How to Get Started With a Myrtle Beach Realtor
The first conversation costs nothing and tells you everything. A good Grand Strand realtor will ask you more questions than they answer in the first call — because understanding your situation, timeline, budget, and priorities is the only way to give you advice that is actually useful rather than generic.
For buyers: before that first call have a rough sense of your target communities, your budget range, your timeline, and whether you have started the pre-approval process. Get pre-approved to strengthen your position before you start making offers. Then start browsing active listings to calibrate your expectations against current market inventory. If you are new to the area, reading about moving to Myrtle Beach can help you understand what to expect.
For sellers: before the first call have a rough sense of your timeline and what you know about recent sales in your neighborhood. The conversation will go faster and the advice will be more specific. Request a free Comparative Market Analysis to get a data-driven baseline before that first meeting.
Either way — start the conversation. The right Myrtle Beach realtor will make the process significantly easier than navigating it alone. Reach our team here.
FAQ
How do I find a good realtor in Myrtle Beach SC?
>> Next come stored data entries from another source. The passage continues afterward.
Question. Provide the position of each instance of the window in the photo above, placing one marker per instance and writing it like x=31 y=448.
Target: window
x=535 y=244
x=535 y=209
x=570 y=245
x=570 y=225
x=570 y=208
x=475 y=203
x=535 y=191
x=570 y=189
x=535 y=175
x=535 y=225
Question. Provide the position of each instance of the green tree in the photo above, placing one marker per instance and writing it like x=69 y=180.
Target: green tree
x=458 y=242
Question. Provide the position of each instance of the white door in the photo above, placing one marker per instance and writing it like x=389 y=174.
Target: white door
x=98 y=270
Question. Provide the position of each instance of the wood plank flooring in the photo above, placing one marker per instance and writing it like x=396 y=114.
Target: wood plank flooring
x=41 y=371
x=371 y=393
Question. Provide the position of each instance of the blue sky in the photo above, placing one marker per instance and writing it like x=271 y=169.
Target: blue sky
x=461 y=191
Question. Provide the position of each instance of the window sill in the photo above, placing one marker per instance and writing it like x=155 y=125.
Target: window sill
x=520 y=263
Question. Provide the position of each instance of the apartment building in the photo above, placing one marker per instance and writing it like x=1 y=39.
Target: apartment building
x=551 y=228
Look for an agent with consistent local transaction volume — 20-plus deals per year in the specific Grand Strand market you are targeting. Ask about flood zone process, condo warrantability knowledge, and request references from clients in similar situations. The first conversation tells you a great deal about how an agent works. Connect with our team to start that conversation.
Do I need a realtor to buy a home in Myrtle Beach?
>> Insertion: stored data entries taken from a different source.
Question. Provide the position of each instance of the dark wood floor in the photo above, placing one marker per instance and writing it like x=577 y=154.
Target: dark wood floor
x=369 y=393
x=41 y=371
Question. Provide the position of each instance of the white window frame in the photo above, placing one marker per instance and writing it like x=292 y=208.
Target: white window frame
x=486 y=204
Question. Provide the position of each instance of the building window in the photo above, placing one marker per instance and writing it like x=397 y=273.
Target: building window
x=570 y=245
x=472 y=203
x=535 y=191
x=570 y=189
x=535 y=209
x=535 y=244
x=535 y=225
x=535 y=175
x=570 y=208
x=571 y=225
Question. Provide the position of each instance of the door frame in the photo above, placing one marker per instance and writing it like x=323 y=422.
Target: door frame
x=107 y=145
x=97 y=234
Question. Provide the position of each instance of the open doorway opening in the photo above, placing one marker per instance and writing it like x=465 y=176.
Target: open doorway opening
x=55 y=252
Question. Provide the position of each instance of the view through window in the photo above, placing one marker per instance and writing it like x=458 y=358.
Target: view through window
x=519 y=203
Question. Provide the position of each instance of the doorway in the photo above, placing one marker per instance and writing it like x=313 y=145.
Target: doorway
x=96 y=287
You are not legally required to have one but having dedicated buyer representation costs you nothing — the seller pays the buyer's agent commission in every standard South Carolina transaction. Given the flood zone complexity, condo warrantability issues, and HOA landscape of the Grand Strand market navigating it without representation significantly increases your risk of an expensive mistake.
What does a Myrtle Beach realtor charge?
For buyers — nothing directly. The seller pays the buyer's agent commission in every standard transaction. For sellers — commission is negotiated with the listing agent and varies. Total seller-side costs including commission typically run 6% to 8% of the sale price on the Grand Strand.
How do I find a realtor who knows the condo market in Myrtle Beach?
Ask directly: how do you check condo warrantability before writing an offer? If the agent has a clear, specific answer they know the condo market. If they seem unfamiliar with the question look for someone with more resort condo experience.
What is the difference between a realtor and a real estate agent in Myrtle Beach?
A Realtor is a licensed real estate agent who is a member of the National Association of Realtors and is bound by its Code of Ethics. All Realtors are real estate agents but not all real estate agents are Realtors. In practice on the Grand Strand the terms are used interchangeably but working with a licensed Realtor provides an additional layer of professional accountability.
How many realtors are there in Myrtle Beach SC?
The Grand Strand has one of the highest concentrations of real estate licensees per capita in the country — driven by the volume of transactions the tourism and migration economy generates. There are thousands of licensed agents in Horry and Georgetown Counties. Volume of licensees is not a shortage problem — finding the right one with genuine local depth is the actual challenge.